The greatest way to achieve housing equity in the long run is to allow sufficient housing supply to meet demand, actively confront housing discrimination, eliminate exclusionary zoning, ensure that every city, town and neighborhood is permitting a fair share of new housing, and target affordable housing resources to those with the greatest need.
Experiment with building techniques and strategies that could reduce housing production costs.
Current levels of affordable housing production meet just a fraction of the need for low-cost housing across the region. Affordable housing production remained relatively flat in recent years with resources consumed by higher development costs, including construction costs per square foot that are 20 percent above the national average.
Across the country the health burdens and economic effects of the pandemic have disproportionately impacted low-wage workers and communities of color. This divergence is symptomatic of long existing structural inequities and serves to further deepen inequality along class and racial lines. While patterns of unequal economic and health vulnerabilities are not unique to Greater Boston, this region is one of the highest-cost housing markets in the country and that puts great pressure on all of our residents, but particularly low- and moderateincome households. As we know, high housing costs lead to crowding with consequences for health, creates vulnerability for eviction or foreclosure, and generates greater urgency to work even in unsafe circumstances. Furthermore, this is a far-reaching burden that crosscuts all but the wealthiest households and hampers community economic development and stability. Because of this, equity of housing affordability is at the nexus of our communities’ most critical needs in Greater Boston.
The pandemic’s relationship to housing affordability was multifold: Existing economic inequalities were exacerbated by the pandemic-driven economic downturn, particularly for renters already stretched thin by high housing costs. These challenges fall heavily on lower income residents and Hispanic/Latinx and Black families. Peoples’ lives were turned upside down by the crisis. Housing production lagged. Home prices skyrocketed. Rental markets were disrupted. Yet instability from evictions, foreclosures and homelessness were mitigated by a vigorous policy response at federal, state and local levels. Policy interventions were innovative and hard-hitting, backed with sizeable monetary resources, and made an important impact. We believe policy interventions during the pandemic provide a roadmap for future proactive attempts to create more stability and resilience in the housing market. These policies serve as inspiration to address the existing supply and demand problems that created the untenable housing cost issues in the region in the first place.
Greater Boston is facing new and old housing challenges in the wake of the pandemic, but from a position of strength. Our state and region have been national leaders on housing for the better part of a century.

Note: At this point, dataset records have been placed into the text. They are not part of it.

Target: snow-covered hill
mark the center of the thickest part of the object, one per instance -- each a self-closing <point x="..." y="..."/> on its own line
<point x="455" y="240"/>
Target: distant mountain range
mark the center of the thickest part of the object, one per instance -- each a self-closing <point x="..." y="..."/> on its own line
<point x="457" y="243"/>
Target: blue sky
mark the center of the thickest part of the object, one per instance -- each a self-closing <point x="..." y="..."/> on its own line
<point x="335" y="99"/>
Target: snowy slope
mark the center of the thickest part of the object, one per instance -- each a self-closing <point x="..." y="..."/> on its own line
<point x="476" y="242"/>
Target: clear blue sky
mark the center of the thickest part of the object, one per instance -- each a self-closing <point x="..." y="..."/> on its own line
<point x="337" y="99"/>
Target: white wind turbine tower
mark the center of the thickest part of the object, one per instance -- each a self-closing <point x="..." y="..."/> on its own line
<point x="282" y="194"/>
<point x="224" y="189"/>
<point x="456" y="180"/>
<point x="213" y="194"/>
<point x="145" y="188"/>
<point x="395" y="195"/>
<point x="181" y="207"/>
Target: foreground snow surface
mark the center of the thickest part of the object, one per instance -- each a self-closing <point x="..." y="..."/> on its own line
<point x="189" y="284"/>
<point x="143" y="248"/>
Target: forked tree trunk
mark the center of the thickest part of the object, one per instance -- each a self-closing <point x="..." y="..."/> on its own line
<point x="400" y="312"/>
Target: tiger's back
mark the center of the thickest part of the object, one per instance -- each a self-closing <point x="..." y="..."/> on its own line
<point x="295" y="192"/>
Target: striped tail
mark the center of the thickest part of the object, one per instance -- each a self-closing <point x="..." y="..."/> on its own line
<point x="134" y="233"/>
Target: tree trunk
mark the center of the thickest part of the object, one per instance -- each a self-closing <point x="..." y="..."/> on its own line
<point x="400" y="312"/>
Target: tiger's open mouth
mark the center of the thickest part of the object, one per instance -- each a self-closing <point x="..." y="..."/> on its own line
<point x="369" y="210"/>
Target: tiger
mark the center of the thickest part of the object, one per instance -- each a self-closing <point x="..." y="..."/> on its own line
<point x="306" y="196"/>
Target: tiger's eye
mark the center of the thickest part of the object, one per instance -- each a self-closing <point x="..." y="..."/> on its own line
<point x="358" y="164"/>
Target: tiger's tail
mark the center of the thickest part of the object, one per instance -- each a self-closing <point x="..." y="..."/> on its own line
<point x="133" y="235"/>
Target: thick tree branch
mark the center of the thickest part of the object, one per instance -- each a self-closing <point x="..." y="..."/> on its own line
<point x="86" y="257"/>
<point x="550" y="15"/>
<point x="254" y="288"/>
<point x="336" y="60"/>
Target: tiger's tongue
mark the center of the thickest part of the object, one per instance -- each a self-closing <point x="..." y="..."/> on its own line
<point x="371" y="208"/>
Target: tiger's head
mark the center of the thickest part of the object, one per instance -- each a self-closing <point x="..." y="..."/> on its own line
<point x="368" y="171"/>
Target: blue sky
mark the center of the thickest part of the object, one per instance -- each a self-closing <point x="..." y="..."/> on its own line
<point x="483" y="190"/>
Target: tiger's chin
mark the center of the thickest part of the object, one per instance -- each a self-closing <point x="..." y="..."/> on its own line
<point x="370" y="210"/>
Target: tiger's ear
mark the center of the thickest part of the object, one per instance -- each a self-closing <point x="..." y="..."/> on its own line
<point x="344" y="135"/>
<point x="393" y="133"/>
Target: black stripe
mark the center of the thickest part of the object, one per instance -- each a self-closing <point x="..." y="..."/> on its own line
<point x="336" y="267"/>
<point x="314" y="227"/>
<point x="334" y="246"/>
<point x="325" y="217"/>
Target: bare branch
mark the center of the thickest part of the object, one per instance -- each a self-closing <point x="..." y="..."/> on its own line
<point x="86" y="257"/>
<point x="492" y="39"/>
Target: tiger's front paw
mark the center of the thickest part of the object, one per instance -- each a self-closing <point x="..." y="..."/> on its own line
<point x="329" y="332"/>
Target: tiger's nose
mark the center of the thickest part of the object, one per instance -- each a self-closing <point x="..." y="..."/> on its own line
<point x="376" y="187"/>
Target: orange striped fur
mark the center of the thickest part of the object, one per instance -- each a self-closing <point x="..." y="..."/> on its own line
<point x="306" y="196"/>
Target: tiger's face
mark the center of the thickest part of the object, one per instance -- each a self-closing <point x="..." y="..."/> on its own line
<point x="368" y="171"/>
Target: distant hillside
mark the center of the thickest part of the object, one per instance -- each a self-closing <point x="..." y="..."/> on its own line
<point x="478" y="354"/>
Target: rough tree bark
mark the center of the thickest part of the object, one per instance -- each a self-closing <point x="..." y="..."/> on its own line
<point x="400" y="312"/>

Our housing infrastructure is better than most and has generally served us well over the past year under extraordinary and almost unimaginable circumstances. This report illustrates programs and institutions that worked well when put to the test, identifies important new lessons learned as a result of the pandemic, and lays out opportunities for significant housing system reform that demand continuing attention. There is much more to accomplish with strong state, regional and local leadership.